Protein nanofibrils (PNFs) from plant-based protein sources have great potential for use in new sustainable food applications or biobased materials. Plant-based proteins from seven different sources (fava bean, mung bean, lupin, oat, rapeseed, soybean, and potato) were evaluated here for their ability for forming PNFs and compared with whey protein PNFs. Formation of PNFs was studied under incubation at acidic conditions (pH 2) and heat (85–90 °C) for 24–96 h. Presence of PNFs was detected using thioflavin T, circular dichroism spectroscopy, Fourier-transform infrared spectroscopy, and atomic force microscopy. The results showed that all plant-based proteins were able to form PNFs. For some of the plant protein isolates in this study, nanofibril formation is reported for the first time. We also describe and compare the distinct features associated with each protein source and the morphological alterations of the nanoscale structures. Finally, we describe how PNF production can be enhanced by purifying the fibril-forming protein component.

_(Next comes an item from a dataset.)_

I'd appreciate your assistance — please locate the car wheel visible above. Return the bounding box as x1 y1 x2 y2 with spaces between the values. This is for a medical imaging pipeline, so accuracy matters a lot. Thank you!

Taken together, our study suggests that the structural and functional variation within plant protein nanofibrils can be exploited in future scaled-up food or material applications.

中文翻译:

用于可持续食品的蛋白质纳米纤维——来自各种植物蛋白质分离物的纤维的表征和比较

来自植物蛋白质来源的蛋白质纳米纤维 (PNF) 在新的可持续食品应用或生物基材料中具有巨大的潜力。这里评估了来自七种不同来源(蚕豆、绿豆、羽扇豆、燕麦、油菜籽、大豆和马铃薯)的植物蛋白形成 PNF 的能力,并与乳清蛋白 PNF 进行了比较。在酸性条件(pH 2)和加热(85-90°C)下孵育 24-96 小时,研究了 PNF 的形成。使用硫代黄素 T、圆二色光谱、傅里叶变换红外光谱和原子力显微镜检测 PNF 的存在。结果表明,所有基于植物的蛋白质都能够形成 PNF。对于本研究中的一些植物蛋白分离物,首次报道了纳米原纤维的形成。我们还描述和比较了与每种蛋白质来源相关的不同特征以及纳米级结构的形态变化。最后,我们描述了如何通过纯化形成原纤维的蛋白质成分来增强 PNF 的产生。综上所述,我们的研究表明,植物蛋白纳米纤维中的结构和功能变异可用于未来扩大规模的食品或材料应用。